Di bagian depan kios, juga ada sketsa penyu dan pesan singkat lain. ”Terima kasih so belanja te pake kantong keresek” yang kira-kira berarti terima kasih sudah berbelanja tanpa kantong keresek. Pesan serupa juga tertulis di tembok kiri kios, ”Di pantai dan di laut, hewan tidak meninggalkan sampah. Manusia iya. Tolong berperilakulah seperti hewan”.
Kios Laut Bukan Tempat Sampah adalah salah upaya Klemens untuk membangun kesadaran masyarakat di Larantuka agar peduli terhadap lingkungan, khususnya penanganan sampah plastik. ”Kios ini dibangun pada November 2021. Awalnya bantu mama supaya punya aktivitas,” kata Klemens yang akrab disapa Kempi.
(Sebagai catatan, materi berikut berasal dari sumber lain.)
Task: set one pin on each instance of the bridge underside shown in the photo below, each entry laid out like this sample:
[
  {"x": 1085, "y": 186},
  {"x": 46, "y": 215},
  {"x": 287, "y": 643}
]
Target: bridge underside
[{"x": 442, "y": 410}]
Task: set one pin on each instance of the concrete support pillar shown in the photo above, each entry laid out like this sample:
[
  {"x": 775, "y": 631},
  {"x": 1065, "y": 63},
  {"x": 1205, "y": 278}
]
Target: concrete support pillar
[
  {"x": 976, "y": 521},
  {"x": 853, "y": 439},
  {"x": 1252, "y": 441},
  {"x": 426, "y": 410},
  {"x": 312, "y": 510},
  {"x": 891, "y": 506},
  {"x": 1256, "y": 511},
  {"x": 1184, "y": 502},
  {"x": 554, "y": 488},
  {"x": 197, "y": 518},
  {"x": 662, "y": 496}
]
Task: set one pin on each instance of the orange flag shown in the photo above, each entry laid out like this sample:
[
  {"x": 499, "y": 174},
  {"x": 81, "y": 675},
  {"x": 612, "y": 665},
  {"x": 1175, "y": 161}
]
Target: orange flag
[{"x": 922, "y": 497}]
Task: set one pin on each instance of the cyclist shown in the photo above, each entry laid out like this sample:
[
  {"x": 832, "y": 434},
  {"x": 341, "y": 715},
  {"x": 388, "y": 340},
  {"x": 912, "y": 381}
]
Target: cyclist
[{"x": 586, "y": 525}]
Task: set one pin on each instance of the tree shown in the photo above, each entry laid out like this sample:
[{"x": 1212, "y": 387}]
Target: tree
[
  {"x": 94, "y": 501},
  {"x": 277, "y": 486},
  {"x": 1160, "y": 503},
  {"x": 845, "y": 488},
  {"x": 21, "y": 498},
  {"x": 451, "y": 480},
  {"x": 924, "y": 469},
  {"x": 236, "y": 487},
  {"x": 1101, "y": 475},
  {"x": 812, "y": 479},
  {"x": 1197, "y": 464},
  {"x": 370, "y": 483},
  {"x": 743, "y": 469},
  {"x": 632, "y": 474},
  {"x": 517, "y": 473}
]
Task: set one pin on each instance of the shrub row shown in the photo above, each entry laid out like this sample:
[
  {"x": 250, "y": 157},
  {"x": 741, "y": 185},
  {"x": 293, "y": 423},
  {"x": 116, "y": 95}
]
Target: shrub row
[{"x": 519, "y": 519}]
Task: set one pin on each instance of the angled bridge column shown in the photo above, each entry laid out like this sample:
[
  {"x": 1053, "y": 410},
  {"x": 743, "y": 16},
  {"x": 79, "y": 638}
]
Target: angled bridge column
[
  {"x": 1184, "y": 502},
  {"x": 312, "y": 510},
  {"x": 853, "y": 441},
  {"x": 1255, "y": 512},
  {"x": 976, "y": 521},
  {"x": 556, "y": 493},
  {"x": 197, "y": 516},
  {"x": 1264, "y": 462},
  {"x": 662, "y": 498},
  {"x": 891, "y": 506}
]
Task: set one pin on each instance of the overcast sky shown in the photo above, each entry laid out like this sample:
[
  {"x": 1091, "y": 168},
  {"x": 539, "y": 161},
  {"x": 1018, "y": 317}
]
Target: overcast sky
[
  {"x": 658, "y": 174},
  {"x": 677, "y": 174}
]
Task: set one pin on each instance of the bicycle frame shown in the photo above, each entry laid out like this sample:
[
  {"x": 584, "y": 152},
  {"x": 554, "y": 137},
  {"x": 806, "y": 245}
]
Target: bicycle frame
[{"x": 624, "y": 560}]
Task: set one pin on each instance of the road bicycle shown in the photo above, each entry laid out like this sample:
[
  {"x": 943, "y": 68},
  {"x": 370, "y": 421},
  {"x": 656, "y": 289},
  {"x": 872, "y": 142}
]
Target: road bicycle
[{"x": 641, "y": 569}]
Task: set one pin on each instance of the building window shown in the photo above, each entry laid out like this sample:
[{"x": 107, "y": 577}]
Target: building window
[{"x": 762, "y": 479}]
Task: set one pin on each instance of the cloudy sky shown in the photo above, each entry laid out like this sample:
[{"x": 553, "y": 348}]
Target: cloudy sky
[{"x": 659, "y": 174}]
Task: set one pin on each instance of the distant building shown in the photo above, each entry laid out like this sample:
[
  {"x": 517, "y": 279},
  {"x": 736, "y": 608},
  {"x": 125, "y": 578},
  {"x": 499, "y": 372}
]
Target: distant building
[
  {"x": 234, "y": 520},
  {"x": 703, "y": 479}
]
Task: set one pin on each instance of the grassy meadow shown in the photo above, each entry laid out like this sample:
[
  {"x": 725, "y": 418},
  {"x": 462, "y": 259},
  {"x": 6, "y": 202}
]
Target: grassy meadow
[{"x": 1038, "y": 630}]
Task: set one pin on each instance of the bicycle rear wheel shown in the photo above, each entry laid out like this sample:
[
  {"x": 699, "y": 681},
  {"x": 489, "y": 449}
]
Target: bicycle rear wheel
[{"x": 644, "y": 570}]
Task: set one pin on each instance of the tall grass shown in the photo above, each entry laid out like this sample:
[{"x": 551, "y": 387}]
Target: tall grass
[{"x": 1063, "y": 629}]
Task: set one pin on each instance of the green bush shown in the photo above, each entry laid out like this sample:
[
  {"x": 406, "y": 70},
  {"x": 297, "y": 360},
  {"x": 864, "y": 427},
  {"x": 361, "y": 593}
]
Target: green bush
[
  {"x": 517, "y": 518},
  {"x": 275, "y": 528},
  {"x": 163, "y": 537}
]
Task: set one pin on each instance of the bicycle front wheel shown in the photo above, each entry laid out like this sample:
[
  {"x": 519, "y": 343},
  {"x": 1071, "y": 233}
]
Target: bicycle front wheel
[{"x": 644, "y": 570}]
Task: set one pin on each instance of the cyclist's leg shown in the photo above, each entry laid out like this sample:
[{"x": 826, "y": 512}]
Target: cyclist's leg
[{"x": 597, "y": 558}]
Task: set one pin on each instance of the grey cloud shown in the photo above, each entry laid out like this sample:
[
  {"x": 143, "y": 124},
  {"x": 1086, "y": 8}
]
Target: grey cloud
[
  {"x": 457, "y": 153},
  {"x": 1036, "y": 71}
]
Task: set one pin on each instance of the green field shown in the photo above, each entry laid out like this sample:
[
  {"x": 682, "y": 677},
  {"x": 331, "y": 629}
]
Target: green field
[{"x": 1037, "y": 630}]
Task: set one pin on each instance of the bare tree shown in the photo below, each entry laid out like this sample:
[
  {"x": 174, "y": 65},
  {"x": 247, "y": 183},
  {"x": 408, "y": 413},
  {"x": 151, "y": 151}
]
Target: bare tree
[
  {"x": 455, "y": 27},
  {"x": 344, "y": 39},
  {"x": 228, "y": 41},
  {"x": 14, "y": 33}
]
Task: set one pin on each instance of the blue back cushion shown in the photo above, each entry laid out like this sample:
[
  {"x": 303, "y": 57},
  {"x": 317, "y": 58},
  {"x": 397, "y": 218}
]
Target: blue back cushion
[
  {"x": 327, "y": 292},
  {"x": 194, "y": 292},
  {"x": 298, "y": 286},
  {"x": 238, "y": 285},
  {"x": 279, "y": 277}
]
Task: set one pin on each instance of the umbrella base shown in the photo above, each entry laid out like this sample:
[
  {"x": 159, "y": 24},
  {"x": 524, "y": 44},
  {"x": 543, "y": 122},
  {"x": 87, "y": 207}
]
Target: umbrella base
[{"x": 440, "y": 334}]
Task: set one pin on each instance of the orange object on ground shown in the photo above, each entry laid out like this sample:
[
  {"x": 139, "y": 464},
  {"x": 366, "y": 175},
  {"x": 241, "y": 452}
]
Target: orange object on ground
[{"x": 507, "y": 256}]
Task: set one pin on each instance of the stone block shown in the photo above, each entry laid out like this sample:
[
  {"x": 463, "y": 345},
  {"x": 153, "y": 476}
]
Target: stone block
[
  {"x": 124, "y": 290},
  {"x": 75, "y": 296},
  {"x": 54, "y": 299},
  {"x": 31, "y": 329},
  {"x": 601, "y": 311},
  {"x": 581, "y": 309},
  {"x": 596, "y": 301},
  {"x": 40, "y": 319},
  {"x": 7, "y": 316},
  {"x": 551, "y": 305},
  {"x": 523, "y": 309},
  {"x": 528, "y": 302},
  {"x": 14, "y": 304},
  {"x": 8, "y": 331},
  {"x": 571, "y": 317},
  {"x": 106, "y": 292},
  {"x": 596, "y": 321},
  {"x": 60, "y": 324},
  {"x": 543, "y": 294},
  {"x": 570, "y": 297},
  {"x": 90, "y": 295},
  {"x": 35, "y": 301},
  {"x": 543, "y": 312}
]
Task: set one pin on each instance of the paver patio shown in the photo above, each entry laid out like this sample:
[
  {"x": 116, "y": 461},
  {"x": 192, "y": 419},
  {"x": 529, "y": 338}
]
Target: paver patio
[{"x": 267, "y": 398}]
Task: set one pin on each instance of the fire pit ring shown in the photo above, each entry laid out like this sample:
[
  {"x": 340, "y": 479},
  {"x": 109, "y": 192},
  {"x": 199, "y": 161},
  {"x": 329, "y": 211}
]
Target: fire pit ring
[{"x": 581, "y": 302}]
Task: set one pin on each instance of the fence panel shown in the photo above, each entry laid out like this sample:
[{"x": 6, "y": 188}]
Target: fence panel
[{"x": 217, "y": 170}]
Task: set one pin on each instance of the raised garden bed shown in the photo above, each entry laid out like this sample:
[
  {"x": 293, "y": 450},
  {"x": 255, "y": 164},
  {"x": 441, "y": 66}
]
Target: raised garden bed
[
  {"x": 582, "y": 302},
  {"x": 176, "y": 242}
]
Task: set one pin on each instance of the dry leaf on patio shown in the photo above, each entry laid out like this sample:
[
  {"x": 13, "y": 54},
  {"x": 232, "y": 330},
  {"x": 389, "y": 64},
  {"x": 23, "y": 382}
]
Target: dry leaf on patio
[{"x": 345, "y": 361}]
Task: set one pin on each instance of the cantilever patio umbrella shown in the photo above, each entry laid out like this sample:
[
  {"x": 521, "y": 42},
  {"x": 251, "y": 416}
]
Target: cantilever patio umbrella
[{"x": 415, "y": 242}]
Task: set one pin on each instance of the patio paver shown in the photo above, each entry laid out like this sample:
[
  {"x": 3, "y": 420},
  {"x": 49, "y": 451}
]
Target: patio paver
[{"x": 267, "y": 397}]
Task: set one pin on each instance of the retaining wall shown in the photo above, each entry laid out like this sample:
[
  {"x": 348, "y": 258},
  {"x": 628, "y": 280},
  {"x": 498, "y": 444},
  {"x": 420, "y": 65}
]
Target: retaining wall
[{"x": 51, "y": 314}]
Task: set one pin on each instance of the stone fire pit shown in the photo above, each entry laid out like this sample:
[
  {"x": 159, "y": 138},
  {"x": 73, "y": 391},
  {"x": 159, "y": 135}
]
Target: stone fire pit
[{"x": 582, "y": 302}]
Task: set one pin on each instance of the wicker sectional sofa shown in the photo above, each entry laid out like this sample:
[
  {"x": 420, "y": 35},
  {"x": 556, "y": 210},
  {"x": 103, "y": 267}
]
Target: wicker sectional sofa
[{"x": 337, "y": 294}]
Dalam perjalanannya, Kios ini menjadi salah satu alat kampanye Kempi. Keunikan kios itu, tidak hanya nama kios dan pesan-pesan yang ditulis di sana, tetapi juga tawaran lain. Misalnya potongan harga jika belanja tanpa kantong plastik.
”Jika membeli enam butir telur dan tanpa kantong keresek atau pembeli memakai tas belanja kain, akan dapat potongan Rp 500. Begitu juga jika belanja barang kelipatan 50.000 tanpa keresek,” ujarnya.
Kiosnya menjual tumbler, sedotan nonplastik, dan juga dilengkapi dengan bak sampah. Ada juga isi ulang air gratis bagi yang membawa tumbler ke sana. ”Sudah ada yang datang isi ulang tumbler seperti anak SD dan SMP,” kata Kempi.
Komunitas
Sebelum membuka kios tersebut, Kempi lebih dulu bergabung dengan Komunitas Trash Hero di Larantuka pada 2019. Bersama komunitas itu, Kempi terlibat kegiatan bersih-bersih pantai rutin. Hal itu sekaligus menjadi awal gerakan yang ia lakukan hingga sekarang.
”Sampai sekarang, aksi bersih pantai sudah mencapai 106 kali. Total sampah di pantai yang sudah dibersihkan sekitar 6 ton dalam empat tahun terakhir,” kata Kempi.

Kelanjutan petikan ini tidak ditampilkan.